Globe & Mail, March 09, 2012
Barbara Moses, Ph.D, is an international speaker, work/life expert, and best-selling author of Dish: Midlife Women Tell the Truth About Work, Relationships, and the Rest of Life.
Four midlife women get together, and their talk quickly turns to what their twentysomething children are doing with their lives.
One boasts that her daughter won a Rhodes scholarship and is trying to decide between accepting it or an offer to work for a think tank in Geneva. The second says her son was recently promoted to vice-president - rumour has it that he is being groomed to become the next CEO. The third recounts how her child's social-media company was bought by a major technology company for seven figures.
The fourth woman doesn't say much. Her adult son works as a waiter and still lives at home. Though she understands the normal curve - and that it's impossible for everyone to be a super achiever - she still feels ashamed. What she hears and interprets from this exchange is: Everyone else's kid is a star, yours is loser. And you are both failures.
This kind of insidious social comparison is common among women. Many find it even more painful when the barometer is their child. But it doesn't end there. That mother who feels awful goes home and tells her son about the amazing achievements of everyone else's kids. This makes her son, who is already insecure and confused about his career path, feel worse.
If the adult son or daughter has a partner or spouse, it's also common for mothers to think the partner isn't up to snuff, career-wise, and may be holding back her child.
In an informal survey I conducted with female friends and some of my clients, about 60 per cent said they were disappointed with their child's careers, or that of their child's partner. The mothers wished the young people were more ambitious, assertive or clearer about their career goals.
Boomer parents are accustomed to trying to control every aspect of their environment, so it's not surprising that they see their children, and their careers, as an extension of their own ego. My clients tell me that mothers are often so engaged in their child's job hunt, for example, that they send in, and follow up on, their kid's resumes; hiring managers think they are hiring the mother, not the child.
This is consistent with a Michigan State University survey of more than 700 companies, which found that 25 per cent of hiring managers had been contacted by parents encouraging them to hire their children. Employers said they were more likely to see mothers collecting company information and making arrangements for interviews.
So here's a suggestion for mothers: Stop taking and evaluating your children's or their partner's career temperature. It's their life, not yours. If they are not leaping up the career ladder, it doesn't make them - or you - a failure. And if they are successful in their career, it doesn't make you a success, either.

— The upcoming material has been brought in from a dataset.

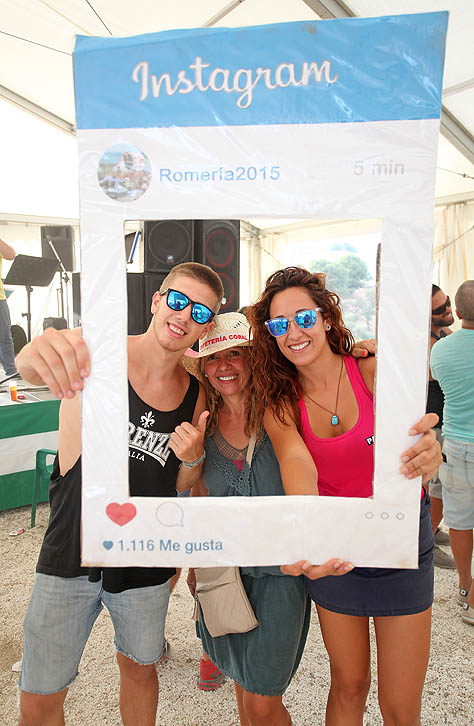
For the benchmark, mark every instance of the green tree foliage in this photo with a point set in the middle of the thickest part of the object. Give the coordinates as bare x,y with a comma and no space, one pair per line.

If you can't stop yourself from comparing your child to others, here's some advice to save not only your sanity but also that of your child.
Divorce your identities
Your children's career choices and economic successes (or failures) don't make you a better or worse person. It is natural to feel pleased or disappointed about their achievements or setbacks, but that shouldn't affect how you feel about yourself. Don't beat yourself up if your child pursues a career path that is different from the one you thought he or she was capable of. Remember, you are only one small factor in influencing your child's outcome.
Bite your tongue
Remember how irritated you would get when your parents opined about which career path you should follow, or lectured you about your decisions? Chances are you're not cooler than your parents were. When I ask twentysomethings whether their parents "get" their work options, most of them say no. Whether this is true of the parents' understanding is beside the point - what is important is what their children believe.
Lecturing only aggravates your children; it rarely produces the changes parents want. It's hard but necessary to accept that you are no longer their go-to person for counsel.
There is nothing more annoying than a speech that begins with, "When I was your age ..." When you were your child's age, the working world and career options were very different. Your experience may not be really relevant to your child.
Your child may not be following a clear career path. But rather than thinking: "This is it, my kid is a loser," concentrate on the possibilities ahead: "I wonder what will happen in the next chapter?" Many young people now don't find their career groove until they're in their thirties, a contemporary phenomenon sociologists call delayed adulthood. It's not over 'til it's over.
You cannot look at your children's accomplishments through the lens of their counterparts. Another person's apparent success does not shed light on how well your child is doing, nor does it mean that your son or daughter is deficient. And lay off on your child's partner; if he or she can live with that person's career choice, then so should you.
Let them own their choices
Allow your children to make their own decisions about the work they do and where they do it. Otherwise they will always wonder what might have happened if you hadn't intervened, and/or blame you for their career twists and turns. Don't deprive them of the sweet feelings of success that come from knowing they did it for themselves, not for (or because of) mom. As Bob Dylan once observed, your sons and daughters are beyond your command.